Momang. Das war nicht meine Kennzeichnung, sondern die von dem
zitierten Herrn. Glücklicherweise haben wir hier auf der Liste auch
Leute von der IG Medien, die deutlich weniger ihrer Zeit hinterher
sind als der liebe Herr Schimmel.

Was meinst Du denn ist die Alternative zu einer Verteidigung von
Arbeitnehmerinteressen?

Na wer verteidigt die denn überhaupt? Die Gewerkschaften? Und vorneweg
die IG Chemie oder was? Das ich nicht lache - und das weißt du ja auch
selbst.

Die computergestuetzte Subsitenzwirtschaft?

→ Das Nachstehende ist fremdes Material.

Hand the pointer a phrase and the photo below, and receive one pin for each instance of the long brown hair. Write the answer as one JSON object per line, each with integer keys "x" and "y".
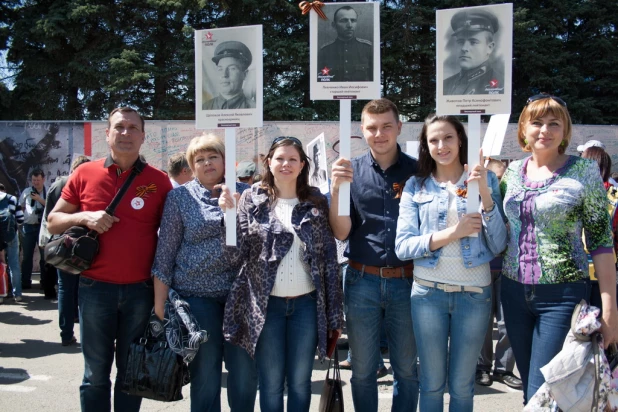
{"x": 304, "y": 192}
{"x": 426, "y": 164}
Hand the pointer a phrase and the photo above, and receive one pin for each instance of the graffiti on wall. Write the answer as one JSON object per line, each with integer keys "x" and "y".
{"x": 26, "y": 146}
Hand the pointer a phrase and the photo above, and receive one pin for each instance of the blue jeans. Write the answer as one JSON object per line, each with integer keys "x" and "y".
{"x": 206, "y": 367}
{"x": 370, "y": 302}
{"x": 539, "y": 316}
{"x": 110, "y": 312}
{"x": 12, "y": 258}
{"x": 68, "y": 285}
{"x": 30, "y": 241}
{"x": 285, "y": 350}
{"x": 439, "y": 318}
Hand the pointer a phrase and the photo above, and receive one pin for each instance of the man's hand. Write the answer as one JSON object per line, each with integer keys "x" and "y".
{"x": 341, "y": 172}
{"x": 99, "y": 221}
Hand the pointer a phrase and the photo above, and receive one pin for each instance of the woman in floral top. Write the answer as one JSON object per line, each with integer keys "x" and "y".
{"x": 287, "y": 298}
{"x": 548, "y": 198}
{"x": 192, "y": 260}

Wie kommst du auf diese idiotische Idee mir das zu unterstellen?
Zuviel Fritjof Bergmann gelesen oder was? Ich heiße jedenfalls Stefan
Merten...

Ich
schaetze der IG Medien

Ich habe gelernt, daß es "die IG Medien" nicht gibt.

geht es wie den anderen Gewerkschaften nicht darum
Computer abzuschaffen,

Woher nimmst du die Sicherheit, daß die Gewerkschaften das nicht
wollen? Es gab Zeiten, da war die Skepsis jedenfalls groß.

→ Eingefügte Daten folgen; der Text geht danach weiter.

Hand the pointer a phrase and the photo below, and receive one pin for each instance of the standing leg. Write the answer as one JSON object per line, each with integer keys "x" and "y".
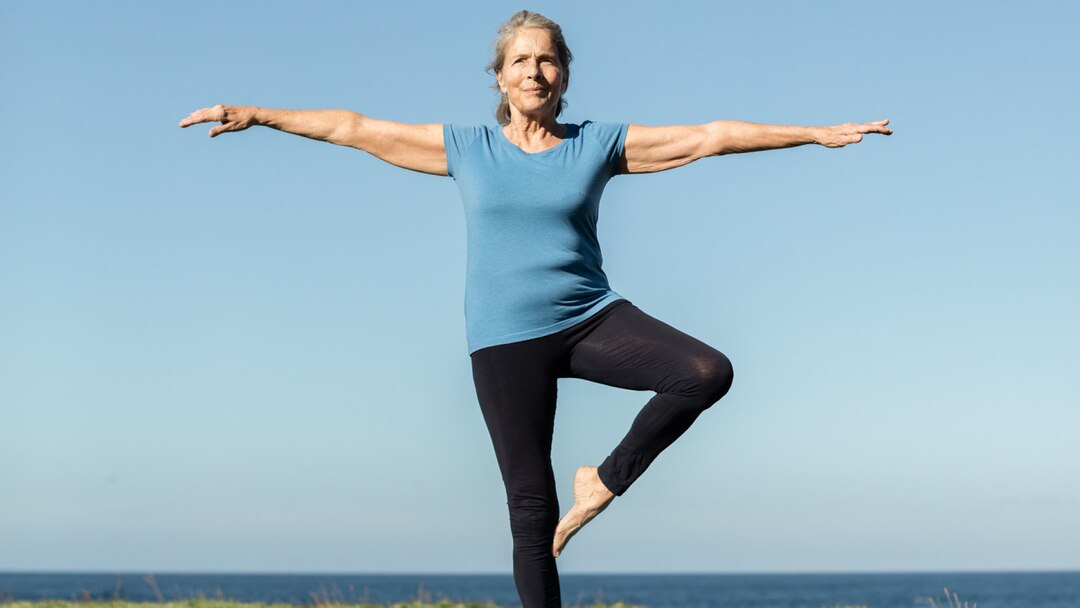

Und BTW: Im Interesse einer Interessenvertretung kann das ja durchaus
richtig sein. Dann müßten die das einfach fordern.

sonder das was man damit tut einer
gesellschaftlichen/demokratischen Rueckkopplung zu unterwerfen und die
entstehenden Produktivitaetsfortschritte anders zu verteilen.

Das Problem ist, daß du die Produktivitätsfortschritte im Web nicht
bei irgendwelchen bösen Arbeitgebern - Entschuldigung: netten
Tarifpartnern - hast, sondern jedeR KopiererIn ihrE eigeneR VerlegerIn
ist. Wenn dann jemensch wie der o.g. Herr lediglich die
Standesinteressen der AutorInnenschaft vertritt, dann mußt du mir mal
erklären, was daran der Fortschritt in der
gesellschaftlich/demokratischen Rückkopplung ist und wie die
Produktivitätsfortschritte dann mit gewerkschaftlicher Hilfe anders
verteilt werden sollten.

Aber das ist genau der Punkt, wo du einfach begreifen mußt, daß die
digitale Kopie diese ganzen ollen Kamellen einfach unterläuft. Da ist
es einfach überholt sich mit den Konzepten der Buchdruck-Ära zu
positionieren.

Vertreter der neuen Welt präsentierte sich Pit Schultz (hi Pit :-) ),
der viel im Bereich der Musik macht. Vor allem Streaming aus
Musik-Clubs wenn ich's richtig verstanden habe.

Meinst Du also die Alternative zu gewerkschaftlicher Vertretung sei das MP3
Streaming in Clubs oder wie darf ich das verstehen?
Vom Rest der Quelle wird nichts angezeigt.